The suffering of East Timorese women falls into many categories including the killing of pregnant women, rape, comfort women, forced motherhood, child stealing and public executions.
Becoming mistresses or "local wives" of Indonesian soldiers offers some protection from certain East Timorese women from continous raping by other soldiers. The soldiers keep the young women with them while they stay in East Timor, and when they go they abandon or pass the women on to the soldiers who replace them.
Recently, 23-year-old Alianca dos Santos was arrested by members of the Indonesian armed forces. She was beated, threatened with death and raped on three occasions. She was forced to work for the soldiers until Bishop Carlos Belo forced the military to release her.
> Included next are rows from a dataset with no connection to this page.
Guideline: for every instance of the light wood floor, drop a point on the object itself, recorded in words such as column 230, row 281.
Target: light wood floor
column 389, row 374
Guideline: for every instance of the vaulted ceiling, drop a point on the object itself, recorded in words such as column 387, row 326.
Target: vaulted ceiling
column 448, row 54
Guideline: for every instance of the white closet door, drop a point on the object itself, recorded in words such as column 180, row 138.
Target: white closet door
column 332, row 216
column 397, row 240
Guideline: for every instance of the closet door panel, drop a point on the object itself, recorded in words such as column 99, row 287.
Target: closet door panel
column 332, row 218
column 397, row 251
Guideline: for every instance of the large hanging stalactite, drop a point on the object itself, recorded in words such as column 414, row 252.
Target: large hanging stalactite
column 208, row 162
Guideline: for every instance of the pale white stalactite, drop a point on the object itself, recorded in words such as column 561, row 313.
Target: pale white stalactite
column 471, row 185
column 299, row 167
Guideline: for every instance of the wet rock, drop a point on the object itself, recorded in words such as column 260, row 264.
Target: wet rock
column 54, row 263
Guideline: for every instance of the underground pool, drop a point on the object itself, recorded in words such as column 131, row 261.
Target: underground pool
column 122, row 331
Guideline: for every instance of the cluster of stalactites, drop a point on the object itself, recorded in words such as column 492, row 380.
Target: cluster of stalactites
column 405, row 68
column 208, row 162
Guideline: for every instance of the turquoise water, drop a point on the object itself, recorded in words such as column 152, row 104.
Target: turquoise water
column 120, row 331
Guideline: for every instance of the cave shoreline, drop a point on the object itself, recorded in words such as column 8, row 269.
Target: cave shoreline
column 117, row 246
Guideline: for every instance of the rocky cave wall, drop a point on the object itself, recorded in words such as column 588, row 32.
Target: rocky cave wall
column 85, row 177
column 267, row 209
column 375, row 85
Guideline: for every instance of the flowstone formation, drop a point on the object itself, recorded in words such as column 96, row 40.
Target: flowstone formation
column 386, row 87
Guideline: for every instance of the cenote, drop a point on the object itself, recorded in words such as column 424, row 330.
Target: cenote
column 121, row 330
From the outset the Indonesian military has singled out women for particularly harsh treatment. The killing of wives, sisters and other female relatives of East Timorese independence fighters began on day one of the invasion.
On that day, Isabela Lobato, the wife of the East Timorese President Nicolau, was taken from the place where she was hiding with three of her sisters. Without hesitation she was raped by her executioners and then shot dead. Also on that day, 159 other women wwere executed after their childern had been taken from them. The childern were taken by the Indonesian military to the capital Jakarta.
In a small village outside the East Timorese capital of Dili, Jose and Fatima Gusmao witnesses told how a pregnant women was treated at the hands of the Indonesian invaders.
After a group of 20 soldiers had attacked the village and left in a big helicopter, the Gusmao couple saw the woman slowly coming out of her house. When they returned to get a better look this is what they saw:
"When we get closer we see it is the the pregnant woman outside. She is naked. She holds herself, all the stomach is cut open, the baby and everything coming out, the blood has started to dry black. She is just alive and I think she knows us. She tries to speak but no sound comes out. Tears run from all over her face. "We can do nothing for her. We cannot fix a wound like that. We try to take the baby out but she is dead, cut completely in pieces by sharp knives. It is so horrible we can hardly believe, the small childern are broken, torn apart by their legs, like you tear paper."
Only recently has the suffering of the women of East Timor been focused on. No international agency with the exception of Amnesty Internatinal, has documented the appalling atrocities inflicted on them by the Indonesian military.